With the development of computer vision, online object tracking is becoming a more and more active research area. It plays an important role in a lot of applications, such as area surveillance, navigation, video compression, and human computer interfaces. Besides, tracking paves the way for further process of videos, such as object classification or recognition.
1.1 Existing Approaches
Lots of algorithms have been proposed to deal with this task, from the simple feature point matching method to non-rigid object tracking. The general idea inside these approaches can be simply described as two steps: (1) make use of the information available to model the target object or both the target and background; (2) decide where the target is in the current frame. For example, particle filter based tracking algorithm (Arulampalam, 2002, Isard, 1998) adopts the information available in the past frames to get the priori probability of the target’s state for the current frame, and then the measurements are used to get the posterior probability distribution function via Bayesian Theorem. Based on the posterior the state in the current frame of the target is estimated. Mean shift based tracking algorithm (Cheng, 1995, Comaniciu, 2000) treats tracking as a mode seeking process. The model of the target for tracking is constructed based on the passed frames, and then it deploys the mean shift method to search the optimal mode the current frame. These algorithms make a decision based on the feature extracted from the current frame, while they fail to take into account the constraint among the decisions in consecutive frames, which we call a subsequence. Some other algorithms (Grabner, 2006, Nguyen, 2006) are aimed to explore not only the spatial context of the object but also the temporal spatial context. However, they still make one decision at a time, which is for the current frame, and do not consider the innate relation among the decisions in neighboring frames.

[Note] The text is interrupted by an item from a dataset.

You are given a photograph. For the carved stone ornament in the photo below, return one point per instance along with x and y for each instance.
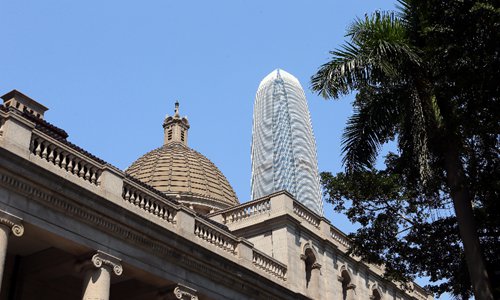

Now, to express our idea clearly, we introduce the term tracking unit. Here, we call a repeated component of a video sequence a tracking unit, if and only if the tracking algorithm treats each such component equivalently. For example, these algorithms listed above treat every frame equivalently, and make a decision in an individual frame, no matter whether they make use of the temporal context. Therefore, the tracking unit for them is a single frame. While experiences tell us that when we humans track a target using our eyes, we do not make decisions about the states in several continuous frames separately. Or rather, we will explore some inner relation among these decisions and fuse them before releasing the decision result. For instance, we are able to estimate the occluded target states if we know how the target enters occlusion and how it gets out. Therefore, it is intuitive that the constraint among decisions in consecutive frames will be helpful for our final better decisions if we can make use of it. From this example, we can further see that choosing a frame as the tracking unit may be not a good choice, for it probably fails to estimate the target’s state when it is occluded. Before seeking a better choice for tracking unit, we denote these algorithms mentioned above as frame-wise approach, since they take a single frame as the tracking unit.